Buffalo, NY (ANS) -- Researchers at the Elm Street University here announced startling new findings today that confirm what many scientists had long suspected: that wearing sweat pants increases the probability of death by a significant factor.
In the study, a group of 50 masochists and a group of 50 bricklayers were each dropped from a 50-story building. The masochists were fitted with sweat pants, while the bricklayers were fitted with parachutes. All 50 masochists died of severe injuries sustained on impact, while the bricklayers all landed safely and were dismissed from the experiment uninjured. "This clearly shows beyond a shadow of a doubt the dangers of sweat pants," stated Dr. Tom Bodett, chief researcher at the university. "If the masochists had not been wearing sweat pants, I have absolutely no doubt that they would have survived. The sweat pants added significant weight which caused the masochists to fall faster," he added.
Interviews with the masochists' families confirmed what the researchers discovered. Deidre Muller, widow of Art Muller, said, "I watched my husband as he was falling, and he was definitely heading for the ground at a faster rate than the bricklayer who had started his descent at the same time. I know that the sweat pants did him in; I'll never wear anything like that again, that's for sure." Rachel Vesuvius, mother of the late Ron Vesuvius, also watched as her son crashed to the ground. "I always warned him about sweat pants, but he never listened to me. [He] always said that I worried too much. Now he's gone..." she said.

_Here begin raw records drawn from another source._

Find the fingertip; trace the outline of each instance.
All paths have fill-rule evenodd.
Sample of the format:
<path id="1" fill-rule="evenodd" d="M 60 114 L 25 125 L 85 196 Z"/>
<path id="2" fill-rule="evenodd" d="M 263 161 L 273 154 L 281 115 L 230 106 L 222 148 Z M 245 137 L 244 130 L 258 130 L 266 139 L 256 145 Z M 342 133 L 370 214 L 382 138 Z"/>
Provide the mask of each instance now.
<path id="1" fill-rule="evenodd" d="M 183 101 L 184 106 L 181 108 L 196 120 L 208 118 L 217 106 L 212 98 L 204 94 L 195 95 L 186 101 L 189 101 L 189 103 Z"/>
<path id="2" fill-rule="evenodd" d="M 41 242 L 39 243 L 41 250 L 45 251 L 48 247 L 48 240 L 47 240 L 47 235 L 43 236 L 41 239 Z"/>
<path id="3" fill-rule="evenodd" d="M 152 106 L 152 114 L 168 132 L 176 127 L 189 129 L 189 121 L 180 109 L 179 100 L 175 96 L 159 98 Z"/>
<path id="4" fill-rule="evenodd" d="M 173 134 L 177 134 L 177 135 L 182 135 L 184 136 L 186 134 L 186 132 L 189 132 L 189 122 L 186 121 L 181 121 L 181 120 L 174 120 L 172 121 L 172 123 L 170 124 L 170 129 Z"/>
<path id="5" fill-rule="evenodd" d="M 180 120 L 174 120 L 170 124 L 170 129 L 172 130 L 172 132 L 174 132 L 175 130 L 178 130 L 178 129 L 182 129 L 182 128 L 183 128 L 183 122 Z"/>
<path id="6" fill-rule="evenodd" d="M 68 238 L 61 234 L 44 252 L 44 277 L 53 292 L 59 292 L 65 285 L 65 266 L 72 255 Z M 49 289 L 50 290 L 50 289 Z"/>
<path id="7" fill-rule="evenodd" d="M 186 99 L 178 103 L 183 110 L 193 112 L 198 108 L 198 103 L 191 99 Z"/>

The preliminary findings of another study also lend credence to the Elm Street research. A team at the First National College of Billings, led by Professor Allison David, has issued a preliminary report which still must be ratified by the full group. In that study, 200 politicians were dressed in sweat pants and thrown from the side of a cruise ship in the Atlantic Ocean, while 200 cab drivers were dressed in wet suits and oxygen tanks and thrown from the same ship into a lifeboat tethered to the side of the ship. All 200 politicians drowned; the cab drivers somehow survived the ordeal. After analyzing the preliminary report, Professor David said, "I have every reason to believe that the sweat pants were the direct cause of death of the politicians. Sweat pants are definitely dangerous."
Finally, the release of the Elm Street findings led to an early leak of the results of an incomplete study being conducted at the Institute of Institutional Research in Helsinki. In this study, 500 elderly patients at a nursing home were dressed in sweat pants instead of normal nursing home garb. After ten years, every single patient was dead. The study is incomplete because the researchers are attempting to repeat the research on a new group of nursing home patients but are having trouble recruiting a sufficient number of volunteers because of the negative experience of the first group. "I don't want to die," said Mildred Swanson, a local nursing home patient with lung cancer who was asked to participate in the experiment.
According to these experts, then, sweat pants present a clear and present danger to those who wear them. As a result, a new group, the Association Against Sweat Pants, has been formed to lobby Congress against this hazardous article of clothing. The president of AASP is Brian Allen. "I intend to take every possible step to insure that sweat pants are banned as soon as possible in the United States. I also plan to work for legislation that would ban their export to foreign countries. We should not be taking advantage of unsuspecting folks from the poorer areas of the world," Mr. Allen said in a recent speech to a group of trees in the Arcadia National Forest.
Meanwhile, many consumers now want to be certain that they are not wearing sweat pants, and they have found that it is not really difficult. All sweat pants manufactured for sale in the United States bear a label on the inside of the right leg which reads "SWEAT PANTS," followed by the year of manufacture and the name of the baker who mixed the dough for them. However, some illegally imported sweat pants have a label in another language which consumers in the United States may not be able to decipher. The Cooperative Extension Service has implemented a hotline that garment wearers can call to translate such labels into English so that they can determine if the article of clothing in question is in fact a pair of sweat pants. The number to call is 1-900-NO-SWEAT. Trained operators take the calls and help people to avoid this grave danger to health.